Eh non, ce n’est pas pareil ! Ce n’est pas pareil que la beauté et la noblesse soient écrasées au nom de quelque chose où résonne encore l’écho de la grandeur ; ou qu’elles soient emportées par les eaux doucement empoisonnées et dépourvues de la moindre grandeur où la soif marchande s’abreuve. Oui, bien sûr… Pour ceux qui enduraient le communisme dans leur chair, pour les morts et les déportés du Goulag, une telle distinction est parfaitement dépourvue de sens. Mais pour les autres, elle est tout à fait valable : pour ceux qui survécurent à l’enfer, pour ceux qui renaquirent quand le cauchemar prit fin. Parce que le communisme prend fin, on en sort – il n’aura finalement duré que soixante-dix ans –, tandis que du tunnel du libéralisme on finira un jour par en sortir, mais personne ne sait quand.
Non seulement on sort du communisme, mais c’est en sortant de lui que peut atteindre tout son éclat la seule chose qui, sous sa tyrannie, est restée inentamée : l’histoire, la collectivité, l’espace public… Il n’y a là, d’ailleurs, aucun mérite de la part du communisme : c’est dans un tel espace que, d’une façon ou d’une autre, toutes les sociétés se sont inscrites tout au long de l’histoire.
Sauf une. Sauf la société dont les dirigeants se sont alliés au communisme pendant la guerre civile européenne ; ont remis entre les mains de Staline la moitié de l’Europe ; se sont imaginés, quand le Mur de Berlin s’est effondré, qu’ils allaient devenir les seules maîtres de la terre (ce qui a d’ailleurs failli être le cas pendant les années où un ivrogne appelé Boris Yeltsin commandait la Russie).

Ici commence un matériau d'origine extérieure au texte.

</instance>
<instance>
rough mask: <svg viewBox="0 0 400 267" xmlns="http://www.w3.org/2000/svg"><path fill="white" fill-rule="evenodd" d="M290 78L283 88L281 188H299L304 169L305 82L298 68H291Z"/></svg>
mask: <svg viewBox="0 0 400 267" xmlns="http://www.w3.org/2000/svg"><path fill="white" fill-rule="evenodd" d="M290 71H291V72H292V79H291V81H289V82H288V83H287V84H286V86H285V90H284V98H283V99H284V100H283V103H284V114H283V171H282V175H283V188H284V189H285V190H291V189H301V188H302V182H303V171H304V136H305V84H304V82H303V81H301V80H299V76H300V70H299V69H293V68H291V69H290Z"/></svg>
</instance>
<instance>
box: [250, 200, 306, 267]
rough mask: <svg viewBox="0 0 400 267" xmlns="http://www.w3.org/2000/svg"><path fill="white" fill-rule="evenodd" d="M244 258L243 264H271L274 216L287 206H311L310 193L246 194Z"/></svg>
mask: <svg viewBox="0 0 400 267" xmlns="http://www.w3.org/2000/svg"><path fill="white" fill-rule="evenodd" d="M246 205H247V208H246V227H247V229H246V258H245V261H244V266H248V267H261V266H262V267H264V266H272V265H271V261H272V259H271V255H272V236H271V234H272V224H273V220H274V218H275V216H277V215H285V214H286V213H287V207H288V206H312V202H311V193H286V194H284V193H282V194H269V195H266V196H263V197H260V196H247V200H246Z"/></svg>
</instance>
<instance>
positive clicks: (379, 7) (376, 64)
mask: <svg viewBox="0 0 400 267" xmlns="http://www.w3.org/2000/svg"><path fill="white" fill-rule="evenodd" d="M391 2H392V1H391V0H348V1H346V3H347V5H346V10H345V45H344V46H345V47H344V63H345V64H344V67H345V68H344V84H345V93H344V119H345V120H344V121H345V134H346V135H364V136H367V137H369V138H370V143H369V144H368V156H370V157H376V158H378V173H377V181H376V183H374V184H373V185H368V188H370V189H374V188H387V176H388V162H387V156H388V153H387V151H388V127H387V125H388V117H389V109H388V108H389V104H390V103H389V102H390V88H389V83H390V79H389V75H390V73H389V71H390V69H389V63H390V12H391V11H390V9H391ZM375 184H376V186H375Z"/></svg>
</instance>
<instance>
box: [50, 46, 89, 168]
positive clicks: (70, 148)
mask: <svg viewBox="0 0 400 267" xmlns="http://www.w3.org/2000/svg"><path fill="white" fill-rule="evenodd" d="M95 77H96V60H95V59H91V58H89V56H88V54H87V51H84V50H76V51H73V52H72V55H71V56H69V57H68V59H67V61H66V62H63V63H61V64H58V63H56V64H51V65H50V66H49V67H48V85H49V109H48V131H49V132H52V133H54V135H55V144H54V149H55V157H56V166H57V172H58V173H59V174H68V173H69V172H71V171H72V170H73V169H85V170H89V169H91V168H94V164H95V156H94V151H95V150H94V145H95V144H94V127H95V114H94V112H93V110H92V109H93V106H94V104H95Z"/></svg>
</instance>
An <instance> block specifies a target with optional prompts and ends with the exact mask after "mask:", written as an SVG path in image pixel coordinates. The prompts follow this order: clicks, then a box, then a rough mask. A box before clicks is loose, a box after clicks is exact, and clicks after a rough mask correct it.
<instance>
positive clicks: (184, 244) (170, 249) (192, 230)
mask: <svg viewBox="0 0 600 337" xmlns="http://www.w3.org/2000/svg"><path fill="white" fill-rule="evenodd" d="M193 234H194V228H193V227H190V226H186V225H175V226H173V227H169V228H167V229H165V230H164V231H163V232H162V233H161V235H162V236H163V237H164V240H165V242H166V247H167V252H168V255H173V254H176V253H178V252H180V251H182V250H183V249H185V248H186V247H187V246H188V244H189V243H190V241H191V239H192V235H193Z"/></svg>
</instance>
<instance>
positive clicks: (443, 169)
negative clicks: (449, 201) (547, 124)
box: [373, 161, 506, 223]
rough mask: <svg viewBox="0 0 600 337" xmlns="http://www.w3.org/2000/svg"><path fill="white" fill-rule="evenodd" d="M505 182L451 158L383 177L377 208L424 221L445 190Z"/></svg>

Ce sont ces mêmes dirigeants – aujourd’hui devenus la super-classe mondialiste – qui maintenant regardent,effrayés, comment leurs desseins sont mis en question par des peuples qui, tenant à leur identité, fiers de leur histoire, ne sont pas prêts à se laisser choir dans l’abîme sans fond du néant.
Javier Portella 15/11/2018
[1] Nul doute que la vision du monde aujourd’hui dominante en Russie s’inscrit dans le même registre – « illibéral », dirait Viktor Orbán… et maudirait Emmanuel Macron – où se placent la plupart des pays hier soumis à l’URSS. Un même élan collectif les porte, même si cela déplaît aux pays (je pense, par exemple, à la Pologne) qui ressentent encore la douleur de leurs blessures historiques– ce qui est une réaction bien compréhensible… tout autant que bien regrettable.
[2] Même l’Allemagne est traversée par cette frontière.À un de ses côtés se place l’ancienne République fédérale, dont l’état d’esprit est bien différent de celui qui marque l’ancienne Allemagne de l’Est, devenue aujourd’hui le principal rempart du combat contre l’immigration et le multiculturalisme.